ZAMBOANGA CITY: The Advocates for Peace and Rural Missionaries of the Philippines are set to hold a three-day solidarity mission in the town of Bayog in Zamboanga del Sur.
Organizers said the human rights group Karapatan is also joining the mission on July 15 whose purpose is “to share compassion and concrete love for the very least, exploited and disadvantaged sector particularly those suffering from the impact of large-scale mining operations.”
It also said that a feeding program would be held among the children and the poor in the town of Bayog. A tree planting will also follow in an effort to rehabilitate the lost flora and fauna in the area. A press conference is set on July 17.
Delegates from various towns in western Mindanao will be ferried in chartered buses to the town. Pick up points have been set up in the cities of Zamboanga, Pagadian, Dipolog and Ozamiz, including the town of Ipil.

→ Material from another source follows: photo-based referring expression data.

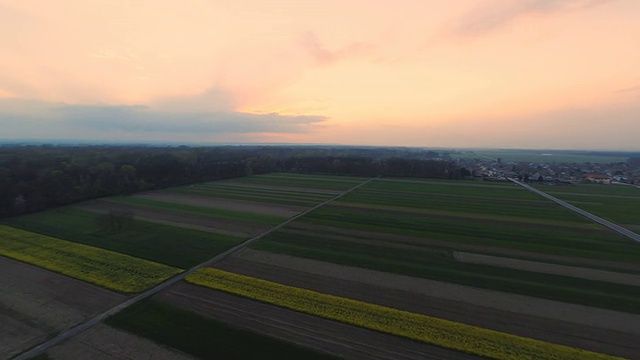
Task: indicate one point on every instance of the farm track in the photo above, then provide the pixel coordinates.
(348, 234)
(320, 334)
(530, 317)
(35, 302)
(90, 323)
(630, 234)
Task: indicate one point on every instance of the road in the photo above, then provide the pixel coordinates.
(87, 324)
(588, 215)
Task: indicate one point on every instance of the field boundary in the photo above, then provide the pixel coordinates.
(87, 324)
(626, 232)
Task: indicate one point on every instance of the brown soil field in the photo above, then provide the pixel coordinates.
(204, 223)
(409, 212)
(103, 342)
(284, 187)
(573, 325)
(316, 333)
(345, 233)
(450, 183)
(219, 203)
(333, 179)
(35, 303)
(546, 268)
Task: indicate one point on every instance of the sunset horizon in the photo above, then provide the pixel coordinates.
(534, 74)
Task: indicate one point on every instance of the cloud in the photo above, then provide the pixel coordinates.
(323, 56)
(497, 14)
(213, 99)
(631, 89)
(36, 119)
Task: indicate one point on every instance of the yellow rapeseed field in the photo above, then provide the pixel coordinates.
(440, 332)
(105, 268)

“The cost of staging this mission comes from solicitations and donations from peace and environment advocates themselves,” organizers said.
Bishop Antonio Ablon, one of the conveners of the Advocates for Peace, said they expect over a hundred people and supporters, mostly environmental and peace advocates to join the solidarity mission.

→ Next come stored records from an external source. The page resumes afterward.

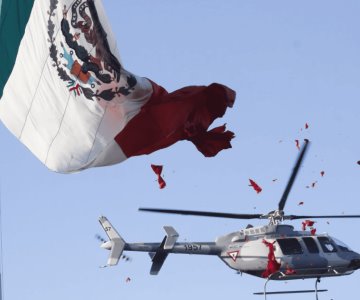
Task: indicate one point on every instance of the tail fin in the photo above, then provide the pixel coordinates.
(117, 243)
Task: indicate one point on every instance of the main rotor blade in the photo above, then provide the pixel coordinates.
(295, 217)
(293, 176)
(204, 213)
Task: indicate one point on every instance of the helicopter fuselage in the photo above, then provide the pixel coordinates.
(299, 253)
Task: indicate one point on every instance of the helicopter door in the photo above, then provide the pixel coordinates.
(330, 251)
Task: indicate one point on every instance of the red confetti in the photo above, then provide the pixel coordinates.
(307, 223)
(289, 271)
(272, 266)
(255, 186)
(158, 170)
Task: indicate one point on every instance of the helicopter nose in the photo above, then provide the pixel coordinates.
(355, 264)
(106, 245)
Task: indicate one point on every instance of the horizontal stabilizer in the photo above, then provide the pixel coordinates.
(117, 243)
(290, 292)
(158, 259)
(171, 237)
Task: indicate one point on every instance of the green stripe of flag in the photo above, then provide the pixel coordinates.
(14, 15)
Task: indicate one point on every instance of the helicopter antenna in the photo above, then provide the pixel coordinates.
(292, 178)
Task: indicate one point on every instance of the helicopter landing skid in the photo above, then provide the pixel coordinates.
(316, 291)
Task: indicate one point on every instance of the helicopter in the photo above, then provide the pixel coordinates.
(275, 251)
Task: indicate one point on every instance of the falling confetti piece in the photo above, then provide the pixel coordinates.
(255, 186)
(307, 223)
(158, 169)
(289, 270)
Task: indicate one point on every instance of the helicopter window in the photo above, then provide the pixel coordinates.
(326, 244)
(290, 246)
(342, 246)
(311, 245)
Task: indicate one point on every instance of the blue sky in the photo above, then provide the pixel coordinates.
(290, 62)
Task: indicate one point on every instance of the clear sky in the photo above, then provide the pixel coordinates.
(291, 63)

“We are expecting about 100 people or more to join this solidarity mission and we are encouraging everyone to support this mission for the sake of the indigenous people,” he told The Manila Times.

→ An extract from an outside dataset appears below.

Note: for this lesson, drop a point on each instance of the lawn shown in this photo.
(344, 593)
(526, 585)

Organizers said that, TVI Resource Development (Phils.) Inc. has been exploring the town for gold and fears that its richness would be ravaged by the firm.
“Since its arrival, TVI started open-pit mining operations under a Mineral Production Sharing Agreement covering 4,779 hectares. With the authorization of the Department of Environment and Natural Resources and the Mines and Geosciences Bureau in Western Mindanao, it has forcibly displaced farmers and indigenous peoples.
“In Balabag, for instance, about 250 small-scale miners and some 5,000 residents, who have been making such livelihood since 1980, have been dislocated. The impact of TVI’s open-pit operation is equally horrible to the environment. The extraction activity is unending: seven days a week, 24 hours a day, disrespecting sacred sites of the indigenous peoples, watersheds, forest reservations and farms. Vast rice fields down Bayog town have also been affected. TVI operations have upset food security for the majority who depend on agricultural productions and small-scale mining,” it said.
But TVIRD has in the past denied all accusations against them by environmentalists and human rights groups, saying the company follows a strict environmental compliance in accordance to international stan-dards. It also said that those engaged in small-scale mining activities were illegal and had no permits to operate within its MPSA area.